I-JEPA: The First Human-Like Computer Vision Model
Assran, Mahmoud, et al. "Self-supervised learning from images with a joint-embedding predictive architecture." Proceedings of the IEEE/CVF Conference on Computer Vision and Pattern Recognition. 2023.
참고:
- https://aipapersacademy.com/i-jepa-a-human-like-computer-vision-model/
- https://arxiv.org/pdf/2301.08243
Contents
- Introduction
- SSL for Images
- I-JEPA
- Introduction
- Architecture
1. Introduction
I-JEPA
-
Image-based Joint-Embedding Predictive Architecture
- Open-source computer vision model (from Meta AI)
- More human-like AI
2. SSL for Images
2 common approaches for SSL from images
- (1) Invariance-based (e.g., CL)
- (2) Generative (e.g., MM)
Comparison
Aspect | Invariance-based (e.g., CL) | Generative (e.g., MM) |
---|---|---|
Focus | Learns low-level features (e.g., textures, shapes) | Learns both low-level and high-level features (e.g., global context) |
High-level Semantics | Struggles with high-level context (e.g., object relationships) | Better at understanding high-level concepts (e.g., scene or object understanding) |
Low-level Semantics | Strong at low-level details (e.g., edges, patterns) | Good at low-level details, with more context around them |
Best for High-level Tasks | Not ideal for tasks needing big-picture understanding | Great for tasks that need overall context (e.g., segmentation, captioning) |
Best for Low-level Tasks | Excellent for detailed tasks (e.g., texture recognition) | Works well, but might be more complex than needed for simple tasks |
3. I-JEPA
(1) Introduction
Goal: Improve the semantic level of the representations
- w/o prior knowledge (e.g., data augmentation)

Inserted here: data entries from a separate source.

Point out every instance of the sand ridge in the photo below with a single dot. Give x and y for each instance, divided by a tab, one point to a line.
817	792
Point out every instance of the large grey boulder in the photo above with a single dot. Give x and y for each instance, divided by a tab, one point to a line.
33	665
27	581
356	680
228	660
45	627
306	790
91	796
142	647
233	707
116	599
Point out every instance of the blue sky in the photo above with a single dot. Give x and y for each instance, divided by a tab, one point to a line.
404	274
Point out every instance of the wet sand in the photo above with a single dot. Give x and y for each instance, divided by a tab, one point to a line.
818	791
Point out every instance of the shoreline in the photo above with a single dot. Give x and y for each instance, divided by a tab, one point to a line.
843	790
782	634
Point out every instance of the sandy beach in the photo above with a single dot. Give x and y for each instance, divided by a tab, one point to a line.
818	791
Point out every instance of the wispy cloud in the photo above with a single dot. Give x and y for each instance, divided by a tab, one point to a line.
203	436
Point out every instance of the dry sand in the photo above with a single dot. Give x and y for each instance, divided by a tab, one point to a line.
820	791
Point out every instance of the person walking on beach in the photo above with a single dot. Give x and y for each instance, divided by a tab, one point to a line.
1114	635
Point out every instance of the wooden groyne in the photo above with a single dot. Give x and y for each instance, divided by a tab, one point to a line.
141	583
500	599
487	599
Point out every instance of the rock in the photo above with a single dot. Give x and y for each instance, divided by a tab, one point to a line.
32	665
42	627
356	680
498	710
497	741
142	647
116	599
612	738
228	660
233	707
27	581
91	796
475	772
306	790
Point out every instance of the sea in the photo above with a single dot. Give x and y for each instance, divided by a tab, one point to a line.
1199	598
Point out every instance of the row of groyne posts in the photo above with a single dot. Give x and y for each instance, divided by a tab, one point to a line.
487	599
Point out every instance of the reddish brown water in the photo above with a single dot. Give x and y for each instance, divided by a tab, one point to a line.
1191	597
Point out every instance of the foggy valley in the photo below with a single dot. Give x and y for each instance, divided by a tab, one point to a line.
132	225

Main Idea: predict missing information in abstract representation space
(2) Architecture
Patchily: non-overlapping patches
3 components
- (1) Context encoder
- (2) Target encoder
- (3) Predictor
\(\rightarrow\) Each of them is a different Visual Transformer model.
a) Target Encoder
-
(Input) Sequence of patches
-
(Output) Patch-level representations
-
Sampling target blocks
-
Sample blocks of patch-level representations (with possible overlapping)
\(\rightarrow\) Becomes a target blocks
-
Note that targets are in the representation space.

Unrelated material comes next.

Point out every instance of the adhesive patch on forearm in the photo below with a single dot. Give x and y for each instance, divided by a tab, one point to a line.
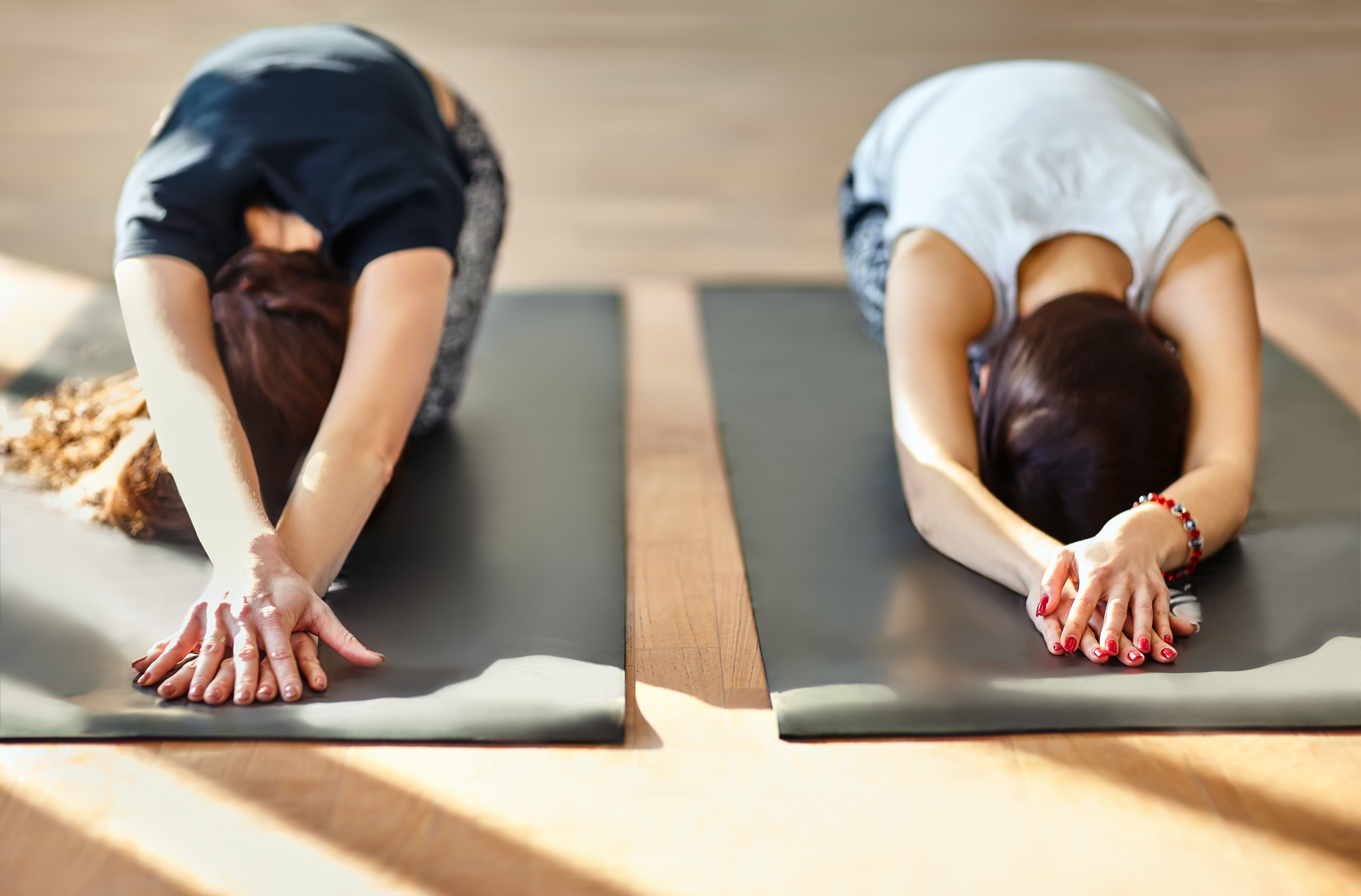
493	582
868	631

\(\rightarrow\) Thus, each target is obtained by masking “after” the target encoder!
-
b) Context Encoder
-
(Input) Sequence of patches
-
(Output) Patch-level representations
-
Sampling context blocks
-
Significantly larger in size than the target blocks
-
Sampled independently from the target block
\(\rightarrow\) There could be an overlap
\(\rightarrow\) Thus, remove the overlapping patches!
-
c) Predictor
-
Predict three target block representations.
-
For each target block representation, we feed the predictor with ..
-
(1) Output from the context encoder
-
(2) Mask token
( = Includes learnable vector and positional embeddings that match the target block location )
-
-
Loss: Average L2 distance between the predictions
EMA
Target encoder parameters are updated using EMA of the context encoder parameters.